1. Improve Your Credit
Your credit is one of the most important factors of your application that lenders will analyze. It’s important to obtain three separate copies of your credit report from different agencies, which are free to obtain once a year. The higher your score, the lower your interest rate will be. Work towards having your credit score in the 700 to 800-range, which will prove that you have a strong credit history and are a reputable borrower.
- Avoid the Dealership
Although it may be easier to obtain an auto loan through the dealership where you want to purchase a new car that you’ve fallen in love with, this can lead you to pay more in the long run. You’ll likely have a higher interest rate and pay more due to a cut that the dealership gets by connecting you with a financial agency. Instead, apply for a loan at a credit union or community bank to obtain a better deal that is more in your favor.
3. Avoid Looking at the Monthly Payment
Many ways that lenders often deceive borrowers into signing up for bad loans is by enticing them with the monthly payment instead of the total loan amount. This is a common trick that can cause you to borrow more money than necessary. Look at the total loan amount and how much you’ll pay additionally in interest over time.
4. Shop Around
To save hundreds to thousands of dollars on a car loan, it’s important to do your homework and shop around to compare interest rates.

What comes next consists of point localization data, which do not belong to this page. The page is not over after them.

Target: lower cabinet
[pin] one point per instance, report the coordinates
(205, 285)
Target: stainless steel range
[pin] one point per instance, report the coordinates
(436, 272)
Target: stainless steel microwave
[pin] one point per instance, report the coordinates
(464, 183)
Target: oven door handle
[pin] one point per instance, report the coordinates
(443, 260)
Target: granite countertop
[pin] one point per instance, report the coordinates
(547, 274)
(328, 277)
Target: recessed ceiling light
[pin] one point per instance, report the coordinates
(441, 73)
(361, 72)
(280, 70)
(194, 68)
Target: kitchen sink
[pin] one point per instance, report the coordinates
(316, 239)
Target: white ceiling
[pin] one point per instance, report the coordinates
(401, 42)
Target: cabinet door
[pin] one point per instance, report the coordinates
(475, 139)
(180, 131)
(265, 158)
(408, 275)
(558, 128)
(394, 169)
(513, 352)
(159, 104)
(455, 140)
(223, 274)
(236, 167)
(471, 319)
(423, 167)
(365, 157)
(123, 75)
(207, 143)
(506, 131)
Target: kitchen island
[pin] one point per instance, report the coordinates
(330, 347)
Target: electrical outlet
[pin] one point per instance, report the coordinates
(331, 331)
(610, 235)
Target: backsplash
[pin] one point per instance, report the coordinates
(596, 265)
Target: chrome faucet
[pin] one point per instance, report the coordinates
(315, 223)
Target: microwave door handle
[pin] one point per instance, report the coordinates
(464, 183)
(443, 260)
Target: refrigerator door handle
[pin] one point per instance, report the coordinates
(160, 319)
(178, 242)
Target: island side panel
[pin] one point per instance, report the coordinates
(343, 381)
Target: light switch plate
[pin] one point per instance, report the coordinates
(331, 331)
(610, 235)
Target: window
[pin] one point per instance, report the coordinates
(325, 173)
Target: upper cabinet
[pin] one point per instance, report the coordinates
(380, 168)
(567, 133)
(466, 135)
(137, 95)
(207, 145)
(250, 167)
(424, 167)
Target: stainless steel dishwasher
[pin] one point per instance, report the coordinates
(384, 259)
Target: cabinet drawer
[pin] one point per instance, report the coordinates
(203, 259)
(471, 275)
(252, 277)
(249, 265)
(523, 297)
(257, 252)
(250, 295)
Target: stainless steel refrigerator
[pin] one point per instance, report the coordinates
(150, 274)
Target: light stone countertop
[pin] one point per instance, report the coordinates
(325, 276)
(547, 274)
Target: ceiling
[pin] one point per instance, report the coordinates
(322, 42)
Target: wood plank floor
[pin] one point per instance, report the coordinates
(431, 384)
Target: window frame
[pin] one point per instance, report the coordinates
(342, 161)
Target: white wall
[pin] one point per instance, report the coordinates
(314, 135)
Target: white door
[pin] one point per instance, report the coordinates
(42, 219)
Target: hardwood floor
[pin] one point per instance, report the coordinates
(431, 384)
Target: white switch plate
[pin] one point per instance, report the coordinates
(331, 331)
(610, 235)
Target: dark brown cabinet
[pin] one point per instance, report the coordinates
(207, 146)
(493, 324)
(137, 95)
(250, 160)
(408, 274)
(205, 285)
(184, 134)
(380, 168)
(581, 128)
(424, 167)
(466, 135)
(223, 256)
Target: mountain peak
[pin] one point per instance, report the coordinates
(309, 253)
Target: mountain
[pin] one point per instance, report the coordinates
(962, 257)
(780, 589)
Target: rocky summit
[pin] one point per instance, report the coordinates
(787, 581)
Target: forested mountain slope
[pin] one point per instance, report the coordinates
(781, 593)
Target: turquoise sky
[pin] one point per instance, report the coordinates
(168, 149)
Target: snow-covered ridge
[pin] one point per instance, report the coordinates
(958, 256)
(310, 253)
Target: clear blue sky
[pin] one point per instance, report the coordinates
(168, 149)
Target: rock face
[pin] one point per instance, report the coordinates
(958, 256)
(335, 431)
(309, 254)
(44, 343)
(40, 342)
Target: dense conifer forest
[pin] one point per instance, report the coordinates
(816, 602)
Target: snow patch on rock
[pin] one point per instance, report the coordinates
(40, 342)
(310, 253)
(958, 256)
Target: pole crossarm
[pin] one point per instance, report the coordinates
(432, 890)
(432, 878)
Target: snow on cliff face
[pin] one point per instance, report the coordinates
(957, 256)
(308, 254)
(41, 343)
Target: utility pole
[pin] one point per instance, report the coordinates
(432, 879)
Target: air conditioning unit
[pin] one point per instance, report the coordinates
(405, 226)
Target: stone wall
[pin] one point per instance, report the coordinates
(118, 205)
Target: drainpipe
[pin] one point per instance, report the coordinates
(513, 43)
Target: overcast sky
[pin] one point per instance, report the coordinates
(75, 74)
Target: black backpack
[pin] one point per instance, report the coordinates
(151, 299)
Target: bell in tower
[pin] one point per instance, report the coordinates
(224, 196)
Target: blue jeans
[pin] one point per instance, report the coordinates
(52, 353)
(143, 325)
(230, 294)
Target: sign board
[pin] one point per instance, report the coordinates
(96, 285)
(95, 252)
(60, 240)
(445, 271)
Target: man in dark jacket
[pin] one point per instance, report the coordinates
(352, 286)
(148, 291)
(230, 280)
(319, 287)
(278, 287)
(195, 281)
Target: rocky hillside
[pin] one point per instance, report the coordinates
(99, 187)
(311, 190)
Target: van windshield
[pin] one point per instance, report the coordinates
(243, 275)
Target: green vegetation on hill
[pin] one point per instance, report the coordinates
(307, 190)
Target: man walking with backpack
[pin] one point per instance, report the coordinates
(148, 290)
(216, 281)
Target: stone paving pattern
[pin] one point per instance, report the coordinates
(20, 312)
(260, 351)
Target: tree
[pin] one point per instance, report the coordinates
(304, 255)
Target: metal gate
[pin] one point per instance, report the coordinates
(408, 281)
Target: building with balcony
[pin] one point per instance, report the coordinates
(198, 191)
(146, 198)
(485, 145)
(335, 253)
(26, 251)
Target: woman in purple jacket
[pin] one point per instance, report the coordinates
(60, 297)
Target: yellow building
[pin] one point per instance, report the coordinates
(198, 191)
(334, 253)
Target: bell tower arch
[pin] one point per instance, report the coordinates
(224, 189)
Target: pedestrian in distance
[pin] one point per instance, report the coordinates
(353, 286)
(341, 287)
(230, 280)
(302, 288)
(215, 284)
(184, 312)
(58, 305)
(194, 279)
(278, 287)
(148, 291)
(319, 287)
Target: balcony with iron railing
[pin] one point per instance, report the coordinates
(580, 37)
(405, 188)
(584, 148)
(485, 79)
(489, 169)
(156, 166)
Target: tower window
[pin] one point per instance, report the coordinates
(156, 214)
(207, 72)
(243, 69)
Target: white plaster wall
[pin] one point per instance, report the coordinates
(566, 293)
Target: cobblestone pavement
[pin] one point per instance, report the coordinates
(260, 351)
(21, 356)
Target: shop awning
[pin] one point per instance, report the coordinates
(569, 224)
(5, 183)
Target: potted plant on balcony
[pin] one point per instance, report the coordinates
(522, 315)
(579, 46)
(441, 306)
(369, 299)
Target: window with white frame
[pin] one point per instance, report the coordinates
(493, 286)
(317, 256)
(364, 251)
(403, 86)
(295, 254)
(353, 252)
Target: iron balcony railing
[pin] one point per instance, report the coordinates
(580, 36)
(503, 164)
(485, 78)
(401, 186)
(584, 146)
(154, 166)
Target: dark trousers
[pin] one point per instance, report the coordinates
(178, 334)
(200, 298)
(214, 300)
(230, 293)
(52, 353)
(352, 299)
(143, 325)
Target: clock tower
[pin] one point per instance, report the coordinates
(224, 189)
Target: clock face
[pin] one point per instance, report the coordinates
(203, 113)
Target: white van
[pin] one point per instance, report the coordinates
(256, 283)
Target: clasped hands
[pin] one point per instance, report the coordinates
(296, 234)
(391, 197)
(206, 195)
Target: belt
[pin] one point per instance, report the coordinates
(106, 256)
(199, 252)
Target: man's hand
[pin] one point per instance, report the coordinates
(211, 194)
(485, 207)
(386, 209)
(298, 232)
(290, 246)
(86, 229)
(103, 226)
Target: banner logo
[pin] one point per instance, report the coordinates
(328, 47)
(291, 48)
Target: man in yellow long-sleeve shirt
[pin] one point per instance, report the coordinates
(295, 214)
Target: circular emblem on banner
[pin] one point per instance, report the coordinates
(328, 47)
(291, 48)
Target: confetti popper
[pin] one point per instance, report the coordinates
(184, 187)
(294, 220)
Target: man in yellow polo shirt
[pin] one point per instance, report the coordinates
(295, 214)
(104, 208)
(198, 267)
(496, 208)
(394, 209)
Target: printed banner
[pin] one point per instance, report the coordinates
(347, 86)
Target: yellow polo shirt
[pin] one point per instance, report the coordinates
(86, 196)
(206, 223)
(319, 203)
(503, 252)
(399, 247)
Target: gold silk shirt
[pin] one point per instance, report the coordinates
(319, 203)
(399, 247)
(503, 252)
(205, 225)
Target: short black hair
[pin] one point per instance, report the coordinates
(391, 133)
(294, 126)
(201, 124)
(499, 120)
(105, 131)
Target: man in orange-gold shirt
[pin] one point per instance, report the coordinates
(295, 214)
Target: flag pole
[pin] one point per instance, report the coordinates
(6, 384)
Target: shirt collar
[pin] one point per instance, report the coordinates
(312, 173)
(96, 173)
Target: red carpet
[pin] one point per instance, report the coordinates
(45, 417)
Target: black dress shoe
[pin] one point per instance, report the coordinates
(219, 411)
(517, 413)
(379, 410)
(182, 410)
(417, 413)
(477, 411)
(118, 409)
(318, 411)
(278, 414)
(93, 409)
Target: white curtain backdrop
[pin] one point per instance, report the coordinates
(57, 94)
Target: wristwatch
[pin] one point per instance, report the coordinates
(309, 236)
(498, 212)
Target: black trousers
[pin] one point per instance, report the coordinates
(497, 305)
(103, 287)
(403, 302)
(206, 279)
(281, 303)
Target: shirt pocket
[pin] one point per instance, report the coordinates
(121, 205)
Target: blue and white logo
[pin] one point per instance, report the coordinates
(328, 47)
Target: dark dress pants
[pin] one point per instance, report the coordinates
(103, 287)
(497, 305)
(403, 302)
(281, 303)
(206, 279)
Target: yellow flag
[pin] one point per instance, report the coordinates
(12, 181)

It’s also important to look at the length and term of the loan before agreeing to anything, which can certainly tack on more dollars if you’re not careful.
5. Use an Organization that Only Does Car Loans
To obtain the best car loan, go through an establishment that is an expert and solely works with loans. Choose a financial institution that doesn’t have hidden fees and is honest with the fine print and terms. They often offer competitive rates and are more reputable with their loans.
6. Research the Lender
You may score a great deal on a car loan that allows you to purchase the car of your dreams with a low interest rate. However, you may be falling into a scam if you’re working with a lender that has a few red flags in their history. Investigate your lender by contacting the state attorney general’s office or the Better Business Bureau. You can also conduct an Internet search on the company to learn of what past customers are saying with their reviews.
7. Avoid the Yo-Yo Scam
Customers are often enticed to purchase a new vehicle in a matter of seconds after the dealership tells them that the financing has been squared away. After driving the car off the lot, they then receive a phone call a few days later stating that the financing wasn’t approved and that they’ll have to pay a much higher rate. The bait-and-switch scheme is a common trick from dealers that is frequently used, but can be avoided by requesting that the car is delivered once the financing is finalized.